Dialogue ? Avec qui ? Inutile de
parler avec Mahmoud Abbas, car il est incapable d’imposer sa
volonté aux Palestiniens. Il n’est pas un second Arafat. Il
n’a aucun pouvoir. Et il ne nous est pas possible de parler
avec le gouvernement Hamas, car celui-ci appartient à l’
« axe du mal » de Bush. Alors, que voulez-vous, ma
chère Condy ?
Tsipi Livni, la nouvelle copine de Condi, va
plus loin : quand Abbas a été convoqué par la cabale des
milliardaires à Davos, elle l’a publiquement prévenu de ne
pas chercher un « compromis avec les terroristes ».
Une mise en garde qui tombe à pic. Désespérant de devenir un
interlocuteur palestinien crédible, Abbas s’est envolé pour
Damas afin d’y rencontrer Mechaal. Il a ainsi, par là même,
reconnu que rien ne peut être fait sans le dirigeant du Hamas,
qui est devenu une sorte de super-président palestinien.
Livni a immédiatement senti le danger et elle
s’est empressée de torpiller la mission. Il n’y aura pas de
dialogue avec un gouvernement palestinien d’union, tout comme
il n’y a pas de dialogue avec Abbas ou avec le Hamas.
D’accord, Condy chérie ?
SI ON VEUT voir ce qu’est l’expression de la
joie, il suffit de regarder chaque soir à la télévision les
visages des correspondants israéliens qui relatent ce qui se
passe au Liban.
Quel bonheur ! Les « Chrétiens et
les Sunnites » attaquent des étudiants chiites à
l’université arabe de Beyrouth et les tuent ! A tout
moment, une nouvelle guerre civile peut se déclencher !

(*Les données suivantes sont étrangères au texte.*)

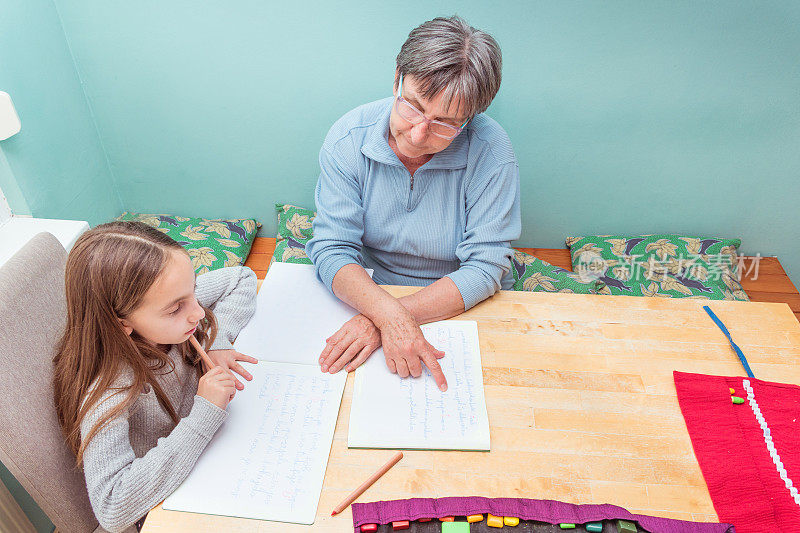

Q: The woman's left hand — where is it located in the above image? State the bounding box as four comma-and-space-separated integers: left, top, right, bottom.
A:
319, 315, 381, 374
208, 350, 258, 390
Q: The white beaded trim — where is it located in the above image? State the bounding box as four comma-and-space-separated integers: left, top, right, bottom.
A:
742, 379, 800, 505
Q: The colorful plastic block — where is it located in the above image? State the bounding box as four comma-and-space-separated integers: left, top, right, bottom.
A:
442, 522, 469, 533
486, 514, 503, 527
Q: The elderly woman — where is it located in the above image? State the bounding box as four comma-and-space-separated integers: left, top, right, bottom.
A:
307, 17, 520, 391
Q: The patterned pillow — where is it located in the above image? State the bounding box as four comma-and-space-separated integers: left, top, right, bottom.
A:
567, 234, 749, 301
117, 211, 260, 274
272, 204, 317, 265
511, 250, 610, 294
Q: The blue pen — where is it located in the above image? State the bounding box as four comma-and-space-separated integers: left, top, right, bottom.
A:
703, 305, 755, 378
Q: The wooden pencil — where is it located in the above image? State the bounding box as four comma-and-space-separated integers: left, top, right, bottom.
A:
189, 335, 212, 370
331, 452, 403, 516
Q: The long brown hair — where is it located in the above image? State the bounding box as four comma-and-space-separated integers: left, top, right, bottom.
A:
53, 218, 217, 465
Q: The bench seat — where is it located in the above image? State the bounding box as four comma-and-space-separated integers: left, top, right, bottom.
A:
245, 237, 800, 321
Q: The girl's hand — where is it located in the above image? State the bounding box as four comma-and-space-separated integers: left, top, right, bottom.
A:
197, 366, 236, 409
208, 350, 258, 390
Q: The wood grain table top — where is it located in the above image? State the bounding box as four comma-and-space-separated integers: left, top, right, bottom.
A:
143, 287, 800, 533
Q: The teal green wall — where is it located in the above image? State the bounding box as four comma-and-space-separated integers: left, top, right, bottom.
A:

Regardez, une étudiante sunnite interviewée à la télévision
dit que « Nasrallah est pire qu’Olmert ! »
Regardez-la encore ! Et encore ! Et encore !
« Quand deux personnes se disputent, la
troisième rit », dit le proberbe. Quand un Arabe frappe
un Arabe - que ce soit à Bagdad, à Gaza ou à Beyrouth - le
gouvernement d’Israël et ses commentateurs dans les médias
jubilent. C’est un thème dominant en Israël depuis la
fondation de l’Etat, et même avant : quand des Arabes se
battent entre eux, c’est bon pour nous.
En guerre, cela a un sens. Une rupture entre vos
ennemis est un cadeau pour vous. Pendant la Première Guerre
mondiale, l’état-major général allemand a renvoyé Lénine
en Russie dans le fameux wagon blindé en espérant créer une
rupture entre la Russie et ses alliés britannique et français.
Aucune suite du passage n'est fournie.